1 cup sourdough starter
1 cup hard wheat flour
1/4 tsp Gluten (optional)
1 tsp baking powder
3/4 cup milk
4 tbsp cup white sugar
2 tbsp oil (optional)
Sift the dry ingredients together. Add wet ingredients and mix well, the batter should be fairly thick. Let the batter rest while the pan heats to between medium-low and medium (a bit cooler than for a regular recipe). For best results use a cast iron frying pan. You'll note that the batter will have begun to bubble on it's own this is normal and desirable. Flip the pancake after the top looks bubbled, the bubbles may be larger than you're accustomed to in a regular pancake recipe. Serve topped with butter and maple syrup.
A Couple Variations:
- I recommend leaving the oil out of the recipe as the pancakes end up tasting almost like donuts.

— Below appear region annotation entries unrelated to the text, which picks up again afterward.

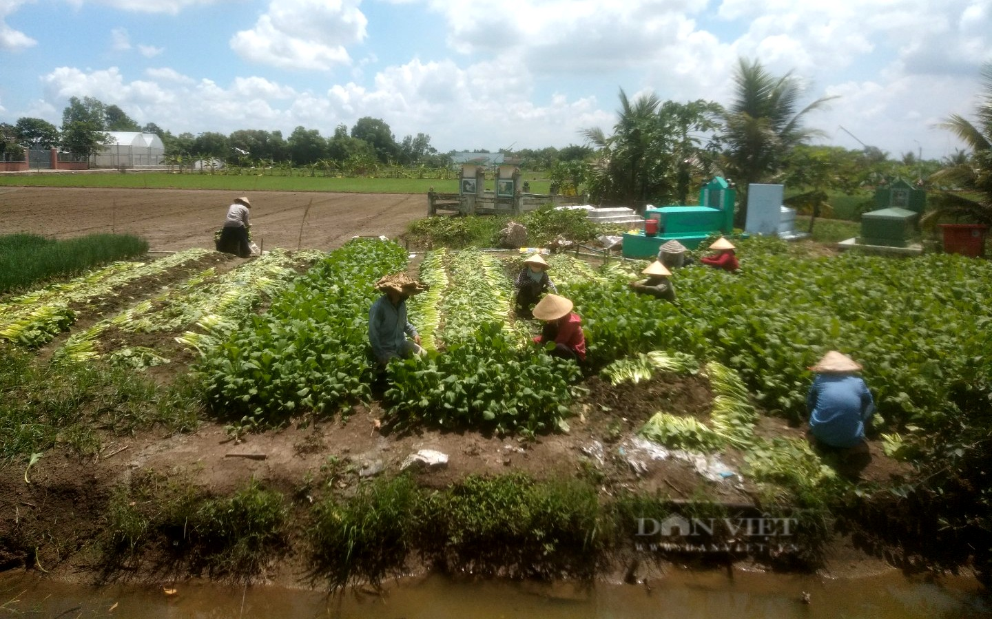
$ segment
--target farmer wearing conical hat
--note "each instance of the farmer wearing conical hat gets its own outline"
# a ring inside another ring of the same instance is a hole
[[[715,250],[716,253],[712,256],[703,256],[699,259],[699,262],[717,269],[723,269],[724,271],[734,272],[740,269],[741,266],[737,263],[737,256],[734,255],[735,247],[733,243],[721,236],[709,248]]]
[[[406,273],[397,273],[380,279],[375,289],[383,293],[369,310],[369,343],[376,360],[385,365],[394,357],[423,354],[421,336],[407,319],[407,300],[426,291],[427,286]]]
[[[555,284],[548,277],[548,263],[541,254],[534,254],[524,261],[524,268],[514,283],[517,287],[517,316],[534,317],[531,310],[534,304],[541,301],[549,290],[558,293]]]
[[[220,236],[216,241],[216,248],[225,254],[234,254],[239,258],[251,257],[251,241],[248,239],[248,209],[251,202],[245,196],[235,197],[230,206],[227,207],[227,217],[224,219],[224,227],[220,229]]]
[[[809,433],[831,447],[867,446],[865,422],[875,412],[875,402],[864,380],[856,375],[861,366],[831,350],[809,369],[816,373],[806,394]]]
[[[641,273],[647,275],[648,279],[641,280],[640,282],[631,282],[630,287],[634,292],[651,295],[665,301],[674,302],[676,300],[676,289],[672,285],[672,281],[669,280],[672,272],[665,265],[656,260],[648,265],[648,268],[644,271],[641,271]]]
[[[691,258],[685,258],[685,246],[672,239],[658,248],[658,262],[668,270],[678,269],[691,263]]]
[[[538,344],[555,342],[550,353],[562,359],[585,360],[585,335],[582,319],[571,310],[572,303],[564,297],[550,294],[534,306],[534,317],[545,321],[545,327],[534,338]]]

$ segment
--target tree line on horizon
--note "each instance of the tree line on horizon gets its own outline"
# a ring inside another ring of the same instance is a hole
[[[983,69],[986,80],[988,70],[988,66]],[[776,75],[759,61],[739,59],[733,79],[734,97],[726,106],[703,99],[663,101],[654,93],[631,100],[621,89],[611,133],[590,127],[579,132],[584,138],[582,145],[499,152],[524,170],[546,173],[553,185],[566,191],[584,193],[597,203],[634,207],[649,202],[689,203],[694,190],[713,176],[731,181],[742,204],[747,203],[750,184],[784,184],[799,191],[790,196],[791,204],[814,216],[829,207],[830,192],[851,192],[895,178],[921,186],[932,178],[952,181],[956,187],[970,184],[984,190],[982,184],[992,177],[987,172],[992,168],[988,161],[992,123],[983,116],[992,114],[988,112],[992,94],[987,93],[979,106],[977,127],[959,116],[951,116],[941,125],[961,137],[971,152],[959,150],[943,161],[923,161],[913,152],[893,159],[871,146],[861,150],[811,146],[810,140],[823,133],[806,124],[808,115],[833,97],[820,97],[801,106],[806,92],[792,71]],[[992,92],[989,83],[985,86]],[[73,96],[62,112],[61,128],[39,118],[20,118],[13,125],[0,122],[0,156],[23,147],[59,147],[89,156],[108,143],[108,131],[154,133],[165,144],[167,159],[180,165],[194,159],[217,159],[241,167],[447,168],[455,153],[438,152],[425,133],[398,141],[384,120],[370,116],[359,118],[350,129],[339,124],[326,138],[318,130],[303,126],[288,138],[281,131],[258,129],[229,135],[174,135],[154,122],[139,125],[117,105]],[[936,174],[944,170],[956,172]],[[745,209],[739,209],[738,225],[743,224],[745,215]]]

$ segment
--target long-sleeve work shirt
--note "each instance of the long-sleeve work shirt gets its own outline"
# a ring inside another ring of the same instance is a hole
[[[376,359],[385,362],[401,356],[407,335],[417,337],[417,329],[407,319],[407,302],[394,306],[387,295],[377,299],[369,310],[369,343]]]

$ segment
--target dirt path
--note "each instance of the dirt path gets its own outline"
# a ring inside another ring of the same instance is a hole
[[[419,193],[248,191],[252,234],[266,249],[333,249],[355,235],[394,237],[427,215]],[[153,250],[213,247],[213,233],[236,193],[205,189],[0,187],[0,234],[62,238],[95,232],[136,234]],[[304,225],[307,205],[312,204]]]

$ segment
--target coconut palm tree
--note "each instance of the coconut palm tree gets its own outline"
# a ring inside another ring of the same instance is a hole
[[[833,97],[820,97],[800,109],[804,87],[789,71],[777,76],[759,61],[739,59],[734,75],[735,100],[724,116],[721,136],[727,145],[724,168],[737,186],[741,208],[737,225],[747,217],[747,186],[774,180],[790,151],[821,131],[804,126],[806,114]]]
[[[946,188],[932,196],[936,207],[924,215],[923,223],[952,217],[992,224],[992,62],[982,66],[975,122],[952,114],[937,126],[957,135],[970,153],[951,159],[930,177]]]

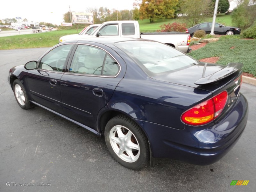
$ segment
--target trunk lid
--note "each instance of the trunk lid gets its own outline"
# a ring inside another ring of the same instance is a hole
[[[239,97],[242,66],[239,63],[230,63],[225,66],[200,63],[186,69],[151,78],[207,91],[212,93],[212,97],[226,91],[227,100],[221,114],[214,120],[216,122],[231,109]],[[202,101],[198,101],[198,103]]]

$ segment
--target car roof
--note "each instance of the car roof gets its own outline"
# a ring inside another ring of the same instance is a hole
[[[122,42],[131,41],[152,41],[151,40],[144,39],[139,38],[131,38],[131,37],[104,37],[103,38],[86,38],[84,39],[72,40],[66,41],[65,44],[70,43],[86,43],[88,42],[95,42],[100,44],[103,44],[107,46],[111,46],[113,44],[118,42]]]

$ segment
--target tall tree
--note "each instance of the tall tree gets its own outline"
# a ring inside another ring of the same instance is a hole
[[[212,9],[213,13],[216,1],[216,0],[212,0],[211,1],[212,5],[211,8]],[[228,1],[228,0],[219,0],[217,10],[218,13],[225,13],[228,11],[229,8],[229,2]]]
[[[63,19],[64,20],[64,22],[65,23],[72,23],[71,20],[70,20],[70,12],[69,11],[63,15]]]
[[[140,11],[137,7],[135,7],[132,11],[132,19],[137,21],[140,19]]]
[[[181,0],[180,12],[185,17],[189,26],[200,23],[211,13],[211,0]]]
[[[256,0],[238,0],[237,6],[232,13],[234,25],[243,29],[256,22]]]
[[[140,5],[140,18],[149,19],[152,23],[158,19],[173,18],[178,2],[178,0],[142,0]]]

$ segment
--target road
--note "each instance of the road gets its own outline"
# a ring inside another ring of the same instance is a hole
[[[0,191],[255,191],[256,87],[242,85],[250,107],[247,125],[218,162],[201,166],[159,159],[153,167],[130,170],[111,157],[104,138],[40,107],[24,110],[17,103],[7,81],[9,69],[48,49],[0,51]],[[230,186],[239,180],[250,181]],[[23,183],[34,186],[15,186]]]
[[[55,30],[53,29],[53,30]],[[11,36],[13,35],[25,35],[25,34],[36,34],[36,33],[33,33],[32,32],[33,29],[21,29],[19,31],[16,31],[14,29],[11,31],[2,31],[0,32],[0,37],[6,37],[7,36]],[[45,33],[49,31],[46,30],[42,30],[42,33]]]

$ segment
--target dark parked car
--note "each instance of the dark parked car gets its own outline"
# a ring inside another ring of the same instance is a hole
[[[212,23],[211,22],[200,23],[188,29],[188,30],[192,37],[193,36],[195,32],[198,30],[203,30],[207,34],[209,34],[211,33],[212,25]],[[215,35],[239,35],[241,33],[241,29],[238,27],[227,27],[219,23],[215,23],[214,33]]]
[[[137,169],[157,157],[209,164],[230,150],[247,122],[242,66],[107,37],[58,44],[8,79],[22,108],[39,106],[104,135],[114,158]]]

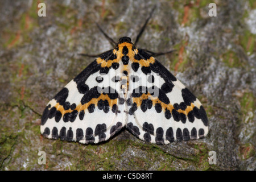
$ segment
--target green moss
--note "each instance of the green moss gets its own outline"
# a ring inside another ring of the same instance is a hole
[[[239,36],[239,42],[243,49],[249,54],[256,51],[256,38],[249,30],[246,30],[243,34]]]
[[[256,110],[256,99],[253,93],[245,93],[240,99],[240,104],[244,122],[252,122],[253,119],[253,112]],[[251,113],[252,114],[250,114]]]
[[[246,143],[240,147],[240,156],[242,160],[246,160],[250,157],[255,156],[255,149],[254,146],[250,143]]]
[[[244,63],[240,60],[237,53],[233,51],[228,51],[220,57],[225,64],[230,68],[244,67]]]

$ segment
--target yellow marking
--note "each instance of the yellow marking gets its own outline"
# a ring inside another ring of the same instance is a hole
[[[150,63],[153,64],[155,63],[155,58],[154,57],[150,57],[148,60],[145,60],[144,59],[141,59],[140,60],[137,60],[137,59],[133,59],[132,62],[138,63],[142,67],[148,67],[150,65]]]
[[[61,113],[62,115],[63,115],[65,113],[71,113],[75,110],[76,110],[79,113],[81,110],[86,110],[90,104],[94,104],[94,106],[96,106],[97,105],[98,101],[100,100],[102,100],[103,101],[107,100],[109,102],[109,105],[110,108],[113,107],[114,104],[117,104],[117,98],[112,100],[107,94],[104,95],[104,94],[101,94],[98,98],[93,98],[90,101],[84,105],[81,105],[81,103],[79,104],[74,110],[71,110],[71,109],[65,110],[63,106],[60,105],[59,102],[57,103],[54,106],[56,108],[57,110],[60,111],[60,113]]]

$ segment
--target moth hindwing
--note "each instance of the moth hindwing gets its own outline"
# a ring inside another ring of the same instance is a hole
[[[48,138],[96,143],[125,126],[140,139],[162,144],[203,138],[208,126],[199,100],[124,37],[49,102],[40,130]]]

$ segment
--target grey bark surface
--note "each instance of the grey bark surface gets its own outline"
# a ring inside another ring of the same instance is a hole
[[[0,1],[1,170],[255,170],[256,3],[253,1]],[[209,16],[208,5],[217,5]],[[49,100],[98,54],[134,41],[176,49],[157,59],[201,101],[205,139],[158,146],[122,130],[98,144],[50,140],[40,134]],[[39,151],[46,164],[38,164]],[[209,152],[217,164],[208,162]]]

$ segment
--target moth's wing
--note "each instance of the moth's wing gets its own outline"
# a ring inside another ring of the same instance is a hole
[[[205,136],[208,121],[199,100],[159,61],[138,50],[131,72],[140,79],[130,77],[127,128],[157,144]]]
[[[123,94],[115,89],[118,82],[109,80],[120,68],[101,63],[111,59],[112,52],[104,53],[89,64],[49,102],[42,117],[43,135],[96,143],[107,140],[125,125],[120,114],[123,105],[118,104],[124,101]]]

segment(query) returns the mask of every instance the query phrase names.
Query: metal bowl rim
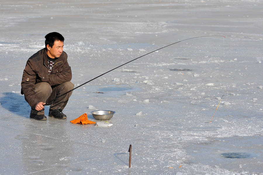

- By increasing the amount of starter and decreasing the added flour by the same increment you can vary the sourness of your pancake, the amount of milk will have to be adjusted to keep your batter from being too thin. The recipe as presented above tastes like a regular pancake with just a hint of sourness.
This recipe works well with my starter. Your starter may be less active and you may need to start your pancake batter the night before. In that case omit the baking powder in the dry ingredient mix and instead dissolve the same amount of baking powder in water and add it to the recipe just before cooking. I found this recipe worked well but your mileage may vary.